[kde-community] Closing the kde-core-devel mailing list
Aaron J. Seigo
aseigo at kde.org
Tue Aug 26 11:16:49 BST 2014
On Tuesday, August 26, 2014 12.01:42 Martin Klapetek wrote:
> If I was a developer using frameworks for my project with the knowledge of
> "KDE is that Qt linux destkop" (which is quite common), I would see
Which is factually incorrect and shouldn't be reinforced.

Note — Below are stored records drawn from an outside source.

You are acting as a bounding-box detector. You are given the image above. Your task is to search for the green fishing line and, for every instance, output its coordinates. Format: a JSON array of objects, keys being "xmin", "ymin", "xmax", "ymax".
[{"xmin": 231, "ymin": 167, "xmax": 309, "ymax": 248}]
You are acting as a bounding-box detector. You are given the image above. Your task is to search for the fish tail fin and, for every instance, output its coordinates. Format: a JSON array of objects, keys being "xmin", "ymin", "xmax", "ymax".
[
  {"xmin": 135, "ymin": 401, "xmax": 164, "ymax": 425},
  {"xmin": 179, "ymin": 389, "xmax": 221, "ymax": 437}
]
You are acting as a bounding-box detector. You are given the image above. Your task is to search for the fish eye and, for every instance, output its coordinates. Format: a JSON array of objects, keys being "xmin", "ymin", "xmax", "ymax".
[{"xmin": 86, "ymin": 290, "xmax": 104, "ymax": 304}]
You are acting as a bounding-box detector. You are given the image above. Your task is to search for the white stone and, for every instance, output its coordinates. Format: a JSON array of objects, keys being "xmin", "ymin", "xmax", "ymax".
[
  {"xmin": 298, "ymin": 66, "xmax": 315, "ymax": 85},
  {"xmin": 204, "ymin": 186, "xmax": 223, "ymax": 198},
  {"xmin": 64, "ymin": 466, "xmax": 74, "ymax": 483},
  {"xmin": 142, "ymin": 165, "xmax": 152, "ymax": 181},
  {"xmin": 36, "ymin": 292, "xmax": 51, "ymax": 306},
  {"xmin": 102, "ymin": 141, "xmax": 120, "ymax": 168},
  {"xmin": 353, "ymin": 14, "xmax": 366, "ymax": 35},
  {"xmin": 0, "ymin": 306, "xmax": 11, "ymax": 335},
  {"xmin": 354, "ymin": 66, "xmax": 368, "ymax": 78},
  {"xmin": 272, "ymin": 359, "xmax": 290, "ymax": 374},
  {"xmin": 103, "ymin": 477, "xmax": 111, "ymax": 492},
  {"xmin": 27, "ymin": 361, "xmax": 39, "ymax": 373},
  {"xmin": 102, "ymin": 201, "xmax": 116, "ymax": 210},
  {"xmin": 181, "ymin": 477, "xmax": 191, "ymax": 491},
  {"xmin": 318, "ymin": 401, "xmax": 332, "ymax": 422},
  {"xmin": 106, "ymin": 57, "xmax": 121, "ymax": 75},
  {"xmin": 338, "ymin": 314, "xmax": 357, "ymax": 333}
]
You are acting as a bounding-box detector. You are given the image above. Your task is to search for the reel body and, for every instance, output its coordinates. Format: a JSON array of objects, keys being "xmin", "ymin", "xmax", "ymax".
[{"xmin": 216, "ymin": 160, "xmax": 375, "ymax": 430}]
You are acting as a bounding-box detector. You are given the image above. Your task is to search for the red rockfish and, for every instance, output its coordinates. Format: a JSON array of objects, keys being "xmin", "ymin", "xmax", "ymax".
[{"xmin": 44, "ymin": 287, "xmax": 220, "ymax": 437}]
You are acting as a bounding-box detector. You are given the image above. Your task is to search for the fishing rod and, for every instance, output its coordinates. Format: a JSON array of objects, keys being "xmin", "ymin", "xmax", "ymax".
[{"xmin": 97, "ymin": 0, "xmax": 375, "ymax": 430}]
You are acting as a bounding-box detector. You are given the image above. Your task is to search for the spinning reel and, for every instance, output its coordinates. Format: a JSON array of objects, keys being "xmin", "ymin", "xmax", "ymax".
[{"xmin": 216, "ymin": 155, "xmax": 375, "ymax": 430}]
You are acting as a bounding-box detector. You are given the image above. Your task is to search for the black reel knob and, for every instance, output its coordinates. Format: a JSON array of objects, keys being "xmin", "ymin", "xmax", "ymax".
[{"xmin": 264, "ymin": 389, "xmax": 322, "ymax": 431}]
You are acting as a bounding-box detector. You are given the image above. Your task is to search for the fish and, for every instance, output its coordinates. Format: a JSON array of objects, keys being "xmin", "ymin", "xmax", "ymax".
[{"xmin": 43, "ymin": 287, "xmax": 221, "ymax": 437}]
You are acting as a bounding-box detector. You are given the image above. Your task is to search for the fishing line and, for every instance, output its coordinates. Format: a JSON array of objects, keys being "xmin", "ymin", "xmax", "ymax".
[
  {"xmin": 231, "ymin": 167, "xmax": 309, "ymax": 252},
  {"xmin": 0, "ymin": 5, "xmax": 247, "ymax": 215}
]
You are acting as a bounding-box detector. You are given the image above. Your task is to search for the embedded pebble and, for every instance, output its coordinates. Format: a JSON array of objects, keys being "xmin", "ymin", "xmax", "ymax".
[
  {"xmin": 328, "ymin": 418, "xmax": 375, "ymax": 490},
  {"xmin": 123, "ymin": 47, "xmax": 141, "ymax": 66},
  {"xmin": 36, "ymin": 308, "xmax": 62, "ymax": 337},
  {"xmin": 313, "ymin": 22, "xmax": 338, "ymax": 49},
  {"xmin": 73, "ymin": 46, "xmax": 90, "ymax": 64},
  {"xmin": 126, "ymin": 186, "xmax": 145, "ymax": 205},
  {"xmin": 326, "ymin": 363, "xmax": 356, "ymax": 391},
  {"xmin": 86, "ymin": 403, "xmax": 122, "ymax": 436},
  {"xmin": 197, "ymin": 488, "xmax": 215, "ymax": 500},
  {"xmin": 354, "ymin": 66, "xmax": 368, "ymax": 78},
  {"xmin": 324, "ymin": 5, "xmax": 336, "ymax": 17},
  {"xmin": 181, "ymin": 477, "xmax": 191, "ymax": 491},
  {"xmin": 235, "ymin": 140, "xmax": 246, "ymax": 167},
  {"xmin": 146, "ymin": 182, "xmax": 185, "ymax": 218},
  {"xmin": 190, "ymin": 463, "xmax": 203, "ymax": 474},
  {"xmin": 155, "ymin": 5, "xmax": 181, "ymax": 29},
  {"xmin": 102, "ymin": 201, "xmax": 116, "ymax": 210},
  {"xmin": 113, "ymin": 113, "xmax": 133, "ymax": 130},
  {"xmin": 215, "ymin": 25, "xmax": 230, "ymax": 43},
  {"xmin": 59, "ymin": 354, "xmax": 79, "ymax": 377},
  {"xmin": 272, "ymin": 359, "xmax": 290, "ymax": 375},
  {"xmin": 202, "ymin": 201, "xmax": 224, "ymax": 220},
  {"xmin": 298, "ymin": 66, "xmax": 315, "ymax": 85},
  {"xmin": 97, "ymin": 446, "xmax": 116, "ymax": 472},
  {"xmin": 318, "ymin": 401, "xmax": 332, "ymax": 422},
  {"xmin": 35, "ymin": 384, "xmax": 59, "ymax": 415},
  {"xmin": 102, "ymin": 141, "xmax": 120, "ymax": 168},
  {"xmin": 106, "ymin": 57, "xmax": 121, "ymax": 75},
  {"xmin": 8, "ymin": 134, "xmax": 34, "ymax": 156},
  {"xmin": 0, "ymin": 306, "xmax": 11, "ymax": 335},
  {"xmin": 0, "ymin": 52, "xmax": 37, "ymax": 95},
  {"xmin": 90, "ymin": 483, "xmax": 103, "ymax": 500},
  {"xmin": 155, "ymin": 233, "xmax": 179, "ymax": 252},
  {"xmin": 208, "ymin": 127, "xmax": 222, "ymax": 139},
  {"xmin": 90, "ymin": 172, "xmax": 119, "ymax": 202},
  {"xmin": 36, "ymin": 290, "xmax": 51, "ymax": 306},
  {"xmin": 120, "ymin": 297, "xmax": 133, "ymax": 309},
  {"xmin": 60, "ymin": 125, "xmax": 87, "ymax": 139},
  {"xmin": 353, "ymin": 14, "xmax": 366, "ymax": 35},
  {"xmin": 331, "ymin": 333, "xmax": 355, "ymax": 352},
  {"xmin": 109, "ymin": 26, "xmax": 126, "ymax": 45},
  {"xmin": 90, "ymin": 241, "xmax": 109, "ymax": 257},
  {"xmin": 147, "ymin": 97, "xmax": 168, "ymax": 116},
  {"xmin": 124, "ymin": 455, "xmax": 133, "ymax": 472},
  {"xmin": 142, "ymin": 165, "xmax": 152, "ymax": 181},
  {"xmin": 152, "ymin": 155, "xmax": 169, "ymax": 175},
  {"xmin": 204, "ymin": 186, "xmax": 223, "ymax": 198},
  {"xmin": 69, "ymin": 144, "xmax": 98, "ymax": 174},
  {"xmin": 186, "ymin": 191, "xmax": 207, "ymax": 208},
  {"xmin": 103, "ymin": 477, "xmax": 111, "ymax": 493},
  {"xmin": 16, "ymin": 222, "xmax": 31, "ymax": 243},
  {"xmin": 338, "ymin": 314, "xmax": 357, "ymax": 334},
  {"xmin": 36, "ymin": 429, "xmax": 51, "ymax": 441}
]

Thankfully, if you read the f/oss media on a day to day basis, you'll see that
Plasma is increasingly the term being used when referring to KDE's desktop
product.
> "kde-devel" as "list for KDE (the desktop) development things". If I knew
KDE is not a desktop.
> the newer "KDE is the community", I would still think it's a list for KDE
> folks discussing KDE stuff.
Well, devel related (ergo kde-devel@ and not kde@) which it is
> On the other hand, list with "kde-frameworks-*" gives clear indication
> what's going on there and what's its purpose.
KDE Frameworks is a new name for KDE Platform which was a new name for
kdelibs. do we really want people chasing that name game around?
> A mailing list for outside (non-KDE) developers should imo be created ;
This is already there: kde-devel@
> We want frameworks to spread throughout the world and we want people using
> it everywhere; I think we should have a proper, standalone support contact
> point for these developers, which is not loaded with other KDE devel stuff.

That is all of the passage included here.